Back to zucchini. I love zucchini. My kids (half of them at least) love zucchini. I find ways to use it however I can. This last Sunday we were coming home from church and I hadn’t thought about what I was going to make for dinner. I had found these new meatballs at Costco (my 3 year old is a sucker for samples) the day before and I thought I could try and invent some sort of recipe using them. For lack of a better name, we’re going to go ahead and call this “Sweet and Sour Meatballs and Zucchini”. Don’t let the boring name fool you. This was way good and my whole family wants me to make it again. Well minus the 3 year old who just wants it to be “Sweet and Sour Meatballs”. I told you only half of my kids like zucchini.
Sweet and Sour Meatballs and Zucchini
Meatballs (I used pre-made but you could make your own)
Sweet and sour sauce (see below)
Pineapple (cubed – reserve juice for sauce)

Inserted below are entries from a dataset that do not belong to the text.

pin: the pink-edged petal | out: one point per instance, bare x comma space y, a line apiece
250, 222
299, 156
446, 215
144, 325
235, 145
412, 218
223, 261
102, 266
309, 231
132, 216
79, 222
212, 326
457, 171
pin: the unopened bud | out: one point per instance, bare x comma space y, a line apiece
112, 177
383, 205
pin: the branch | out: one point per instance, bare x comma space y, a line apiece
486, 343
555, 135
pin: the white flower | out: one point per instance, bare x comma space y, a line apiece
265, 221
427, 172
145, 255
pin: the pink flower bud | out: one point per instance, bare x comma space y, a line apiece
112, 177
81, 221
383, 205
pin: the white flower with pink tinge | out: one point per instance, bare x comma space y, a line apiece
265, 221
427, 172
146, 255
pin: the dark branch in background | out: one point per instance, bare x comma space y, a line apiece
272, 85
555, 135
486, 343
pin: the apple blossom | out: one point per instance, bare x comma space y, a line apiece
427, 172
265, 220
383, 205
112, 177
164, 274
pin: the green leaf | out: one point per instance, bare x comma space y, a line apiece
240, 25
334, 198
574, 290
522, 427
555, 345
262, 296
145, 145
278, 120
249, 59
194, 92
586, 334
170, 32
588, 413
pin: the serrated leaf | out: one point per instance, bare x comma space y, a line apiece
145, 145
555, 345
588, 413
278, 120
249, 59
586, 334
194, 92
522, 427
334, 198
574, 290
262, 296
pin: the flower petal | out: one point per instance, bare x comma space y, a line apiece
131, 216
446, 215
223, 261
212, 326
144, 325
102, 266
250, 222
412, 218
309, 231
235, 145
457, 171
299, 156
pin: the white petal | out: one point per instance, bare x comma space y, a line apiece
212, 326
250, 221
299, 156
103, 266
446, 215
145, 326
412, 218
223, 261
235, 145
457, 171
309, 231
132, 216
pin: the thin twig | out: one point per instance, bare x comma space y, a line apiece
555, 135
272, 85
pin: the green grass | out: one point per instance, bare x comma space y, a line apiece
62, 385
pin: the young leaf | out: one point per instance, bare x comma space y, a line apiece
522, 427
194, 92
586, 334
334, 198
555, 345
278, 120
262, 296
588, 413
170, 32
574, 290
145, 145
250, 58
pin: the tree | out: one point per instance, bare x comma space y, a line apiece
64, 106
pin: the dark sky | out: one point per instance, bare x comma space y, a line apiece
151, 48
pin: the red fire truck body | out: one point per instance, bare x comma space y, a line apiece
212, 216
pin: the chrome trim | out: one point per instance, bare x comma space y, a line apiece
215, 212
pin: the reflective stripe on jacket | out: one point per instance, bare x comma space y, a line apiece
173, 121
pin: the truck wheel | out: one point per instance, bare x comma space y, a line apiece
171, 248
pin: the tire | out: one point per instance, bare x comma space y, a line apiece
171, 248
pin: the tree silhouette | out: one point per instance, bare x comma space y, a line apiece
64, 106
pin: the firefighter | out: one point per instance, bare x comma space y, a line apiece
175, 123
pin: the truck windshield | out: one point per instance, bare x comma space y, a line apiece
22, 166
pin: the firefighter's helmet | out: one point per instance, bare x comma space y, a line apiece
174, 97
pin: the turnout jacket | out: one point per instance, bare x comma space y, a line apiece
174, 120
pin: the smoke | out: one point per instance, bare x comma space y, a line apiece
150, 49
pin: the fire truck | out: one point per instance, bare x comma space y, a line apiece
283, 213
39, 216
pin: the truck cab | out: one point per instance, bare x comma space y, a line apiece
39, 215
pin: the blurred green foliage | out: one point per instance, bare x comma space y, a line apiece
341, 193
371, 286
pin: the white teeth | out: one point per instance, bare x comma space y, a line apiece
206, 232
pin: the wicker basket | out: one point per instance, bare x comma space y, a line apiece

Any other vegetable you have on hand
Warm meatballs in a pan. In a separate pan fry zucchini, vegetables, and pineapple. Once vegetables and meat are cooked, add sauce. Serve over rice.
Sweet and sour sauce
1 cup pineapple juice
1⁄3 cup water
3 tablespoons vinegar
1 tablespoon soy sauce
1⁄2 cup packed brown sugar
3 tablespoons cornstarch
Combine all ingredients in a pan and sir. Bring to a boil. As it comes to a boil it will thicken.